I’ve been mulling this post over for a while now. How do I sing the praises of Zoloft without sounding like a nut?
But to be really honest, those little blue pills are rocking my world. Maybe even saving my life.
It started off slow when I started the medication. The anxiety dissipated after a few weeks and I was grateful. I didn’t feel much different, but the stomach-clenching, hypervigilant, jumpy feeling had subsided. This had so completely become my normal, I just assumed it was me– wound up, neurotic, overwhelmed.
I didn’t know there was any other way. Last year though, I remember wondering often: Is this just life? Is this how everyone feels?
I started interviewing my friends – Do you feel overwhelmed all the time? Does it feel like there are too many people in the world? Do crowded grocery stores or trips to Ikea make you run for the hills?
Some would say yes. Others would nod slowly, looking at me suspiciously, like, Are you okay?
I assumed I was flawed.
That it was somehow my fault. That I was too sensitive. That the overwhelm was an issue of not being organized enough, or calm enough. I felt humorless. It was almost impossible to get me to laugh. I longed to be lighthearted.
I need to do more yoga. I need to start meditating. I need to do those breathing exercises everyone seems to talk about.
And those things would help, enough. And I would go on and muscle through. Buck up and deal. Soldier on with a curious kind of resignation –
- Life is just hard.
- This is what having small children looks like.
- I just have to find whatever bits of beauty I can as the days unfold.
- I’ll try to take better care of myself so I don’t yell so much.

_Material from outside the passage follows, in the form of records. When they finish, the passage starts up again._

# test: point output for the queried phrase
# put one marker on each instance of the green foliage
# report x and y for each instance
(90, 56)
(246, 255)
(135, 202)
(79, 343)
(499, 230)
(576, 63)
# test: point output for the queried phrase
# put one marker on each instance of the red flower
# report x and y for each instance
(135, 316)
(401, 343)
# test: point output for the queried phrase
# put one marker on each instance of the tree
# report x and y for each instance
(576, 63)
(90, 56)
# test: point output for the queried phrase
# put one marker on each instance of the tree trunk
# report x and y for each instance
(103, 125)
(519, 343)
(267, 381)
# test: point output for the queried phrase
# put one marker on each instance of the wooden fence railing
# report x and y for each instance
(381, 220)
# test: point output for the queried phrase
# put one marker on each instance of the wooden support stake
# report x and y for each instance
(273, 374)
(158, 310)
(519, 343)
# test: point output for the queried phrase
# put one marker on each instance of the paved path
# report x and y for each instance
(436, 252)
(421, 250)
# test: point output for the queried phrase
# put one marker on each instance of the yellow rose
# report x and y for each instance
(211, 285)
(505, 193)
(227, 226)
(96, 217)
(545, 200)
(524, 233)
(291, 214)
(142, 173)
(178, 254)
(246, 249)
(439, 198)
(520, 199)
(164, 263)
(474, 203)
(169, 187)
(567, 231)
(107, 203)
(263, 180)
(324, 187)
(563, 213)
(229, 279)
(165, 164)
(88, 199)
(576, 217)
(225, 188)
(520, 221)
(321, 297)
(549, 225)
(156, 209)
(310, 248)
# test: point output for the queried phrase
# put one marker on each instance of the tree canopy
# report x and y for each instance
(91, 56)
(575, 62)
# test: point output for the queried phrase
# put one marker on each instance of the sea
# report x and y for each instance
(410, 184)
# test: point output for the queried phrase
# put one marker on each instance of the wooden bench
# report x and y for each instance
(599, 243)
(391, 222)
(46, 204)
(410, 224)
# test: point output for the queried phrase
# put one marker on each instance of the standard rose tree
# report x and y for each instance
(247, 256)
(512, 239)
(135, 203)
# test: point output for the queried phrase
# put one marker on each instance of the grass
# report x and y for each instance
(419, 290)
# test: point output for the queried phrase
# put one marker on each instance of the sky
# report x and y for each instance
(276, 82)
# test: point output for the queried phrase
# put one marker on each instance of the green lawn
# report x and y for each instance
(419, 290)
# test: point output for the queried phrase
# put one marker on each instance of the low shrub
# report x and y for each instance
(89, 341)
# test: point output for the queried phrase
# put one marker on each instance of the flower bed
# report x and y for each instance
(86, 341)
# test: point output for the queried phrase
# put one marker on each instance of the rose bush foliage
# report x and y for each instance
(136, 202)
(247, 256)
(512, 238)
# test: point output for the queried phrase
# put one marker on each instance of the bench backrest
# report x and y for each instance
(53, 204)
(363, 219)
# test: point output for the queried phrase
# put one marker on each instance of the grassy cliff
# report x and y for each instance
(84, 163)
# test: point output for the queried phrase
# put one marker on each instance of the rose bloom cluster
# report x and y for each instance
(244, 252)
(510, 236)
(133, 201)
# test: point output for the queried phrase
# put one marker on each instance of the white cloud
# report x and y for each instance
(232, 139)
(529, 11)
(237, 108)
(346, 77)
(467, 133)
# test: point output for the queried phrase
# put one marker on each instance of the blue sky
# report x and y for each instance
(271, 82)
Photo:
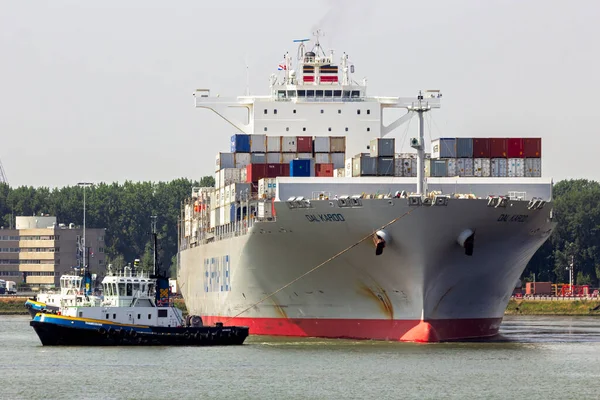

I quit sugar. I hiked in the woods almost every day. I took my vitamins and supplements. I went back to yoga. I did therapy. I ate kale. I wrote, made things with my hands, took photographs and saw friends.
And it wasn’t enough.
I’m grateful for the panic attacks.
Without them, I would have continued on like this indefinitely. I wouldn’t have gotten desperate for relief.
They say it takes 6-8 weeks for the medicine to fully take effect. I didn’t notice a big change by this time and was a little disappointed, but grateful the panic and anxiety had calmed down. It was enough for me to feel grateful and happy about my choice.
Around week eleven, something happened. A friend called and asked me how I was. I’m doing great! I found myself saying. I didn’t recognize my own voice! I don’t think I have said those words (and meant them) in years. This was miraculous to me.
I’ve been watching myself over the past few weeks and marveling at my new-found hope. I love my life. I love my kids. I love my husband. I am hugging everybody longer. I am saying I love you. I am able to cope without getting whipped up into a froth. When someone asks me how I am doing, my voice doesn’t go up several octaves anymore with an oh fine…
I feel genuinely happy.
WTF? Pills are not supposed to do this! My new-age heart shouts. Yoga and meditation are supposed to do this. Hard work is supposed to do this. Copious amounts of therapy is supposed to do this. My mind is utterly blown.
I am funny again.
I am loving.
I bust out spontaneous dance moves to make my husband laugh.
I cry when I read a good book.
I don’t fantasize about death as a way to find relief.
I feel grateful for my life in a way I didn’t have access to before.
I am humbled, once again, by going down the road I didn’t want to go down. By opening the door I was afraid to open.